Richard Mills tries to find an aesthetic harmony in the use of hard- and soft-edged forms, Drinkard said.

“My work is executed by invention,” Mills said. “Occasionally, the invention leads me to include forms that are found in historical references and, at times, surreal humor. In any case, I’m only satisfied with the end result when I’m just as surprised by the work as a viewer who is seeing it for the first time.’

Drinkard said Clark Walker elaborates on his theme with the use of soft tones and dissolving planes of color, which project the solitude of the figures into their surroundings.

“The quieting effect of these introspective figures denotes Clark Walker’s ability to capture the atmosphere evocative of a daydream in is paintings,” she said.

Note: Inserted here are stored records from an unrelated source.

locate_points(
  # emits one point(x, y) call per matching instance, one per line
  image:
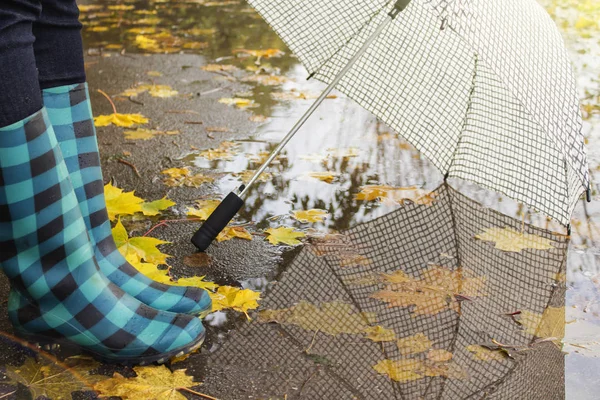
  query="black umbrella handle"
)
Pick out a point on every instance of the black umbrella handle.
point(217, 221)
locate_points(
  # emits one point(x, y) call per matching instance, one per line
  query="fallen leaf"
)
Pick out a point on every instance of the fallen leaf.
point(312, 215)
point(245, 176)
point(155, 207)
point(414, 344)
point(509, 239)
point(48, 380)
point(151, 383)
point(206, 207)
point(330, 318)
point(380, 334)
point(124, 120)
point(439, 355)
point(395, 195)
point(199, 259)
point(402, 370)
point(284, 235)
point(143, 247)
point(238, 102)
point(326, 177)
point(435, 292)
point(119, 202)
point(231, 232)
point(484, 354)
point(228, 297)
point(550, 324)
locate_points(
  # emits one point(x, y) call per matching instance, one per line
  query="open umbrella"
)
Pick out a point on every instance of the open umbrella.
point(484, 89)
point(311, 338)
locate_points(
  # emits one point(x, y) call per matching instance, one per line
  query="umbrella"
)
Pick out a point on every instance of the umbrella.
point(484, 89)
point(308, 355)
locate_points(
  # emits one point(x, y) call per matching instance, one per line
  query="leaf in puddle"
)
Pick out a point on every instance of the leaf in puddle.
point(145, 248)
point(327, 177)
point(401, 370)
point(439, 355)
point(435, 292)
point(219, 68)
point(484, 354)
point(330, 318)
point(380, 334)
point(238, 102)
point(312, 215)
point(153, 382)
point(205, 208)
point(48, 380)
point(228, 297)
point(395, 195)
point(509, 239)
point(119, 202)
point(197, 260)
point(155, 207)
point(231, 232)
point(123, 120)
point(550, 324)
point(284, 235)
point(415, 344)
point(145, 134)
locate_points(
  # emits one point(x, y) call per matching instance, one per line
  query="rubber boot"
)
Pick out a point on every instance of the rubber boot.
point(58, 294)
point(70, 112)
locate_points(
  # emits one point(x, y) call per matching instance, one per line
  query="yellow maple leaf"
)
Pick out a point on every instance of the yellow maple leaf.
point(155, 207)
point(380, 334)
point(550, 324)
point(435, 292)
point(312, 215)
point(484, 354)
point(119, 202)
point(143, 247)
point(284, 235)
point(414, 344)
point(151, 383)
point(401, 370)
point(228, 297)
point(509, 239)
point(206, 207)
point(326, 177)
point(331, 318)
point(124, 120)
point(231, 232)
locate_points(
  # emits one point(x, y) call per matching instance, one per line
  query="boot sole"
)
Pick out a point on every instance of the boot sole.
point(53, 344)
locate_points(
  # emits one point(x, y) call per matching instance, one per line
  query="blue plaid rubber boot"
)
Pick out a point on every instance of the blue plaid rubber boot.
point(70, 112)
point(58, 294)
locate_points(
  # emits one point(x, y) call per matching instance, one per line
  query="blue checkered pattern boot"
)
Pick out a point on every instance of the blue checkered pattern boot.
point(70, 112)
point(57, 292)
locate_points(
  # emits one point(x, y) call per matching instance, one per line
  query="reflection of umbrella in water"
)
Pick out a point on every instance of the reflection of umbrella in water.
point(316, 354)
point(484, 89)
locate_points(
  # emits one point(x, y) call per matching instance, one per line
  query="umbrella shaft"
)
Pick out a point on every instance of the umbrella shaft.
point(316, 104)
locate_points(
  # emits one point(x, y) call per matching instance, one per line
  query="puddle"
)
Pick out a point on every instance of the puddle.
point(245, 360)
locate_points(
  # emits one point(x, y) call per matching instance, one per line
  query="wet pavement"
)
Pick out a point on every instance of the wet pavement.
point(494, 320)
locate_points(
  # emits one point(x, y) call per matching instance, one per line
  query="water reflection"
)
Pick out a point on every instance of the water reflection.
point(303, 363)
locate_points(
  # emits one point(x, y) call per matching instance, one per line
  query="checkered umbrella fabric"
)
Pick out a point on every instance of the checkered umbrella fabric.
point(482, 88)
point(70, 112)
point(57, 291)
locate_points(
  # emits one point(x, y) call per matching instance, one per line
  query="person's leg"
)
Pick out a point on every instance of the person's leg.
point(70, 112)
point(20, 94)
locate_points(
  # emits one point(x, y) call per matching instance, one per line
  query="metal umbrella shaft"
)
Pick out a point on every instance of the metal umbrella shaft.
point(229, 207)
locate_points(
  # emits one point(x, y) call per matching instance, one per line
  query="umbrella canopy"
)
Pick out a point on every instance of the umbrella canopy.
point(482, 88)
point(329, 295)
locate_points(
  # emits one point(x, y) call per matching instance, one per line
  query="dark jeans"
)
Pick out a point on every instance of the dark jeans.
point(40, 47)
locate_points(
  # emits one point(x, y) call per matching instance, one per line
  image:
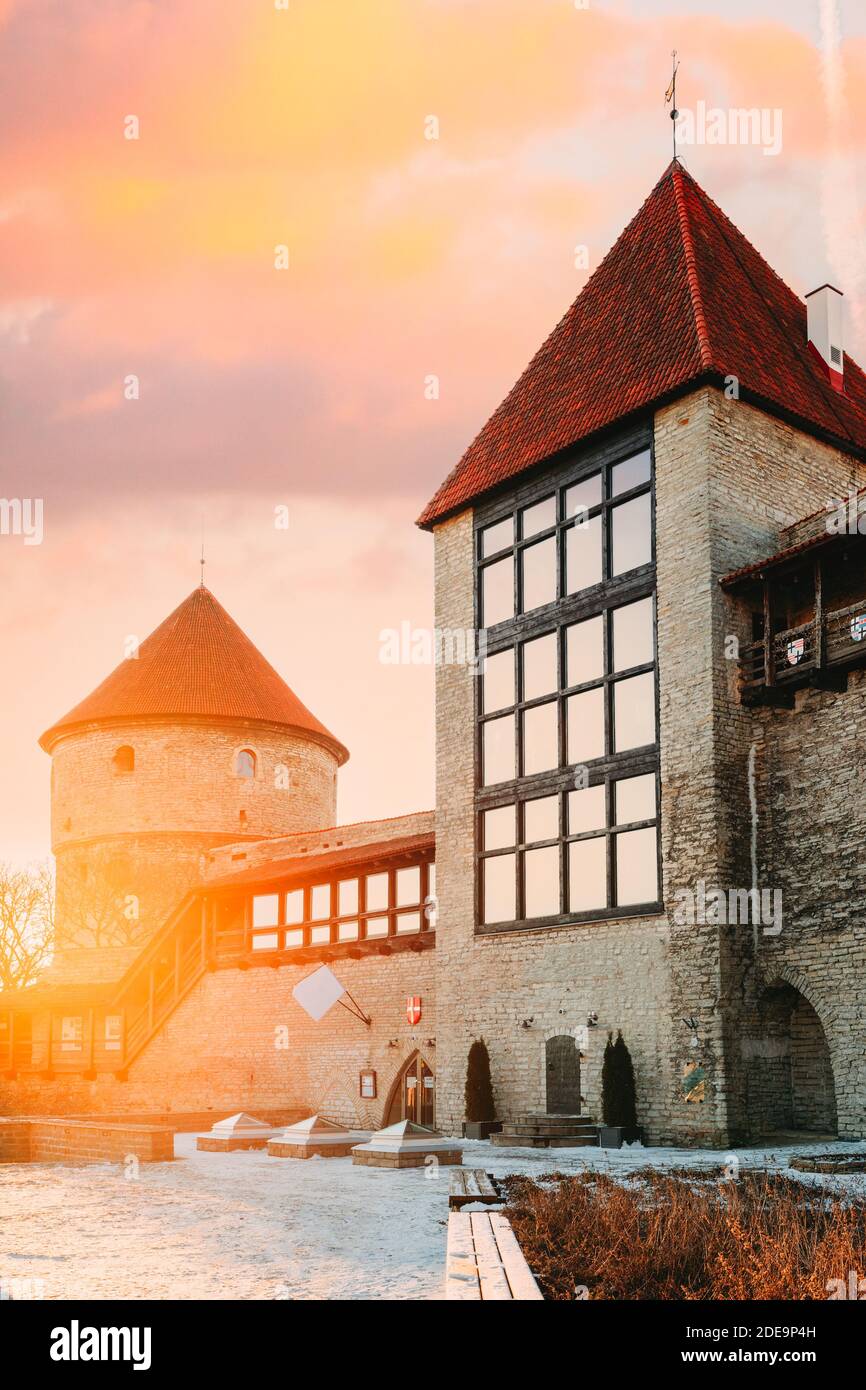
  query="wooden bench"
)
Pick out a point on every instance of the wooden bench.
point(471, 1184)
point(484, 1260)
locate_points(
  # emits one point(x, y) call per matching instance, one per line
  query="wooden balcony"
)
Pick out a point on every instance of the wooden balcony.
point(819, 653)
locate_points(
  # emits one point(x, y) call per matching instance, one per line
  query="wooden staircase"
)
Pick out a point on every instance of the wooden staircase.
point(548, 1132)
point(164, 973)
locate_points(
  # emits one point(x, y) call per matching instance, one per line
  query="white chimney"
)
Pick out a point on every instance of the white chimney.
point(824, 328)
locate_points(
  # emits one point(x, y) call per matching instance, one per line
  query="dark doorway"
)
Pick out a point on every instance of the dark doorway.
point(562, 1062)
point(788, 1072)
point(413, 1097)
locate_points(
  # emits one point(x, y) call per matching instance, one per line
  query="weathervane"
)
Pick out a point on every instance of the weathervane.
point(672, 96)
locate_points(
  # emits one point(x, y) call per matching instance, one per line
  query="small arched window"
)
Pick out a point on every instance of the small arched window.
point(124, 759)
point(245, 763)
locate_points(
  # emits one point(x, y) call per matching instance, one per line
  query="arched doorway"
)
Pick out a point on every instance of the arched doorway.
point(788, 1069)
point(562, 1075)
point(413, 1096)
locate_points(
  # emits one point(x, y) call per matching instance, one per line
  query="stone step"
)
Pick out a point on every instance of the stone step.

Walker said that he elaborates on this theme by the use of soft tones and dissolving planes of color, projecting the quietude of the figures into their surroundings.

“I use a myriad of muted colored planes to describe my subjects and, with this multifaceted surface, the overall tonality gives a unity and calmness to the paintings,” he said.

Walker said a calming effect is instilled in the viewer by the unified brushwork, soft lighting and muted tonality.

“Through the aired scope of his paintings, the scene effects of Clark Walker’s work prevails,” Drinkard said.

George Taylor and John Wagnon are Montgomery natives. Richard Mills is a native of Knoxville, Tennessee and is now Professor Emeritus of Art at Auburn University at Montgomery. Clark Walker was born in Selma and now resides in Montgomery.

“We are really fortunate to have this show, said Wiley White, Center development and grants coordinator. “I’ve seen and watched these artists over the years and their work is impeccable.”